又来了些沉祈月朋友圈里的男男女女,三三两两地聚在一起喝酒聊天,音乐也换成了更活泼的爵士乐。
连沈毓灵也到了,正端着一杯鸡尾酒,和几个相熟的女孩说笑。
沈毓灵眼尖,一眼就看到了从别墅里走出来的温迎,立刻放下酒杯扑了过来,亲昵地挽住温迎的另一只胳膊,把她拉到稍微安静点的角落。

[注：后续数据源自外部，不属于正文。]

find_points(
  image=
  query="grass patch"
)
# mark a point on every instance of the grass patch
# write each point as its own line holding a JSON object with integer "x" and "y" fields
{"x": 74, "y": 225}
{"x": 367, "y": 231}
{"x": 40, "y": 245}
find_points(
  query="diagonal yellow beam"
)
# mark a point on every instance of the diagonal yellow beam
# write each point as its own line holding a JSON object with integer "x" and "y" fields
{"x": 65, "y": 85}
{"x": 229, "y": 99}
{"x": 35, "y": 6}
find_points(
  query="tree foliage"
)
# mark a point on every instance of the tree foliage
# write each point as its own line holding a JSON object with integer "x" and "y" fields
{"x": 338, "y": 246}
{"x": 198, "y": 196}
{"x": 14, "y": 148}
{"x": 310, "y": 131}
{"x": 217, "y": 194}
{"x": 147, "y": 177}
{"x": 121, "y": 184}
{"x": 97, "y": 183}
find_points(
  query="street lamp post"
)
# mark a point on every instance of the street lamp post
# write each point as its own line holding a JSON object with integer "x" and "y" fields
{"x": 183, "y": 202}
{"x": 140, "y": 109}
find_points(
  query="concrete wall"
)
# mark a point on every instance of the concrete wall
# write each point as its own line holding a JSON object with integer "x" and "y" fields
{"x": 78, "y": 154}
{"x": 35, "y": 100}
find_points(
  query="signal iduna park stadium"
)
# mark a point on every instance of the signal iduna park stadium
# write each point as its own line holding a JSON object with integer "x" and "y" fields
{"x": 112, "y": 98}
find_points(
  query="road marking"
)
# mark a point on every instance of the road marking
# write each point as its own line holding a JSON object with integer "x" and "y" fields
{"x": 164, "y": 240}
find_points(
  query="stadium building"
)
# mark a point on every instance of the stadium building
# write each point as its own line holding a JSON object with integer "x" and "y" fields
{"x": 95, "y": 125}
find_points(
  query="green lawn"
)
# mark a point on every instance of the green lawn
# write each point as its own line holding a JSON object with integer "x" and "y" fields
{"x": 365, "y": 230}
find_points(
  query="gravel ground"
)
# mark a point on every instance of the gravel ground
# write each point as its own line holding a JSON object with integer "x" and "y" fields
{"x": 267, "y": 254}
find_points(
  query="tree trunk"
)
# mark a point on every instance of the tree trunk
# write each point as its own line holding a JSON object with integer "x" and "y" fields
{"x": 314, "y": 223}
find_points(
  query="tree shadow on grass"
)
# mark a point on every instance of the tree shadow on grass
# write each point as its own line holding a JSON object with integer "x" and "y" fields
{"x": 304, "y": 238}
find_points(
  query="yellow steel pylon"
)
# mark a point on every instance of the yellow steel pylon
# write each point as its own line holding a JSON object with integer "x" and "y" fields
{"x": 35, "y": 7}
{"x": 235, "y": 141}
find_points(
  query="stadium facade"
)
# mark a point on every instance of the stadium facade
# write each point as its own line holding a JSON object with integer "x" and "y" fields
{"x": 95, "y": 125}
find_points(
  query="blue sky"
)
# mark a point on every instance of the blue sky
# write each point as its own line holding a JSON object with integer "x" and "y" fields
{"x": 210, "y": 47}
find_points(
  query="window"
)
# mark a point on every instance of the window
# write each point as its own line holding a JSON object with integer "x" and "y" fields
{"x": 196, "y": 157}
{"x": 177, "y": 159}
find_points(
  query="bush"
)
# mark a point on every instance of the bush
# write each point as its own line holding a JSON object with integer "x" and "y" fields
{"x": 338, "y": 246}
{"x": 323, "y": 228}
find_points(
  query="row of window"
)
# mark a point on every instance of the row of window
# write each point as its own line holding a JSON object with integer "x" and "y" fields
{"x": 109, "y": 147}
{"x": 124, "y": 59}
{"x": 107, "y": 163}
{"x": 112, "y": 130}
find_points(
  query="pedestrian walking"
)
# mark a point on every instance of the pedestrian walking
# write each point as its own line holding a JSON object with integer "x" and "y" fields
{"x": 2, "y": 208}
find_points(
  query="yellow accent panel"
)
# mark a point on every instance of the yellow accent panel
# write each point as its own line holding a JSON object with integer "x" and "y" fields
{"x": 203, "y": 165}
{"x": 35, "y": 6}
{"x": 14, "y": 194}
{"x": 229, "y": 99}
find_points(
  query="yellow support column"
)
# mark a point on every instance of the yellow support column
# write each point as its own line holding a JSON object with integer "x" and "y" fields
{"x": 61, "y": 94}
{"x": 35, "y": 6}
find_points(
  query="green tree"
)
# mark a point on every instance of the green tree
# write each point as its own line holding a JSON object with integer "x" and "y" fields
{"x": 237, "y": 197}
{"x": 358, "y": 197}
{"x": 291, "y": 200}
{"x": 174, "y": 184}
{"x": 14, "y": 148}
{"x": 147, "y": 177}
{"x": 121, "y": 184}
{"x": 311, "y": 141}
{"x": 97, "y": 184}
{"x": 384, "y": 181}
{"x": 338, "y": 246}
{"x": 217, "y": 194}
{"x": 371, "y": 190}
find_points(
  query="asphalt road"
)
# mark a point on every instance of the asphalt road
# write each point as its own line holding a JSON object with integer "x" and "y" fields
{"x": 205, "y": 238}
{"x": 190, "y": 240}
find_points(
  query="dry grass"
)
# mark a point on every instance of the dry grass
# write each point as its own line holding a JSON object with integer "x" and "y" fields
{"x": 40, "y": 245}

“我的妈呀!西西,你猜我刚才看见谁了?”沈毓灵压低了声音。
温迎心里有种不祥的预感:“……谁?”
沈毓灵拍着温迎的手,激动地说:“就上次!我们在瑰丽餐厅吃饭那次,我不是跟你说,我遇见一个特别带劲、长相身材气质都绝杀的男人吗?然后我们还一起追到蓝海湾去找,结果没找到人,记得吗?”
温迎当然记得。
那天沈毓灵确实异常兴奋,描述着一个惊鸿一瞥的极品男人。
她点点头,有些迟疑地问:“……怎么了?”
沈毓灵抬手指向刚从会客室方向走出来、正与沉父并肩而立、低声交谈的程寅生,声音激动:
“就是他!程寅生,泰禾香江新公司的总裁,他是你家的客人吗?你认识他吗?熟不熟?能不能给我介绍介绍?”
温迎顺着她的手指看去,正好对上程寅生似乎无意间瞥过来的目光。
男人已经恢复了平日里的冷峻沉稳,正礼貌地与沉父交谈。
想起他刚才在洗手间的恶劣行径和倒打一耙的无赖嘴脸,温迎心头火起,愤愤地收回目光,对沈毓灵道:
“认识是认识,但我觉得他不是个什么好东西!”
“啊……”
沈毓灵满腔的热情被浇了一盆冷水,但她顺着温迎的话,目光再次落在程寅生身上,挑剔地上下扫视了一遍。
男人确实长了张能轻易蛊惑人心的皮囊。
沈毓灵撇了撇嘴,小声嘀咕:“好吧……也是。长成那样的男人,十有八九玩得很花,说不定换女人比换衣服还勤快。万一是那种不干不净的脏男人呢?我可不想惹一身病。”
“脏男人”猝不及防地扎了温迎一下。
她浑身不自在,忍不住抬手挠了挠胳膊,眼神飘忽,干巴巴地解释道:“额……其实,我跟他也不熟,不了解他的私生活。你要是真喜欢可以自己去问问看?”
沈毓灵却摇了摇头,脸上露出一丝挫败和傲气。
“算了吧。刚才我进门,第一眼看见他时,就主动过去打招呼了。你猜怎么着?冷得要死,就点了个头,一句话都没多说……我堂堂沈家大小姐,汇丰银行的千金,才不做热脸贴冷屁股的事儿呢!没劲!”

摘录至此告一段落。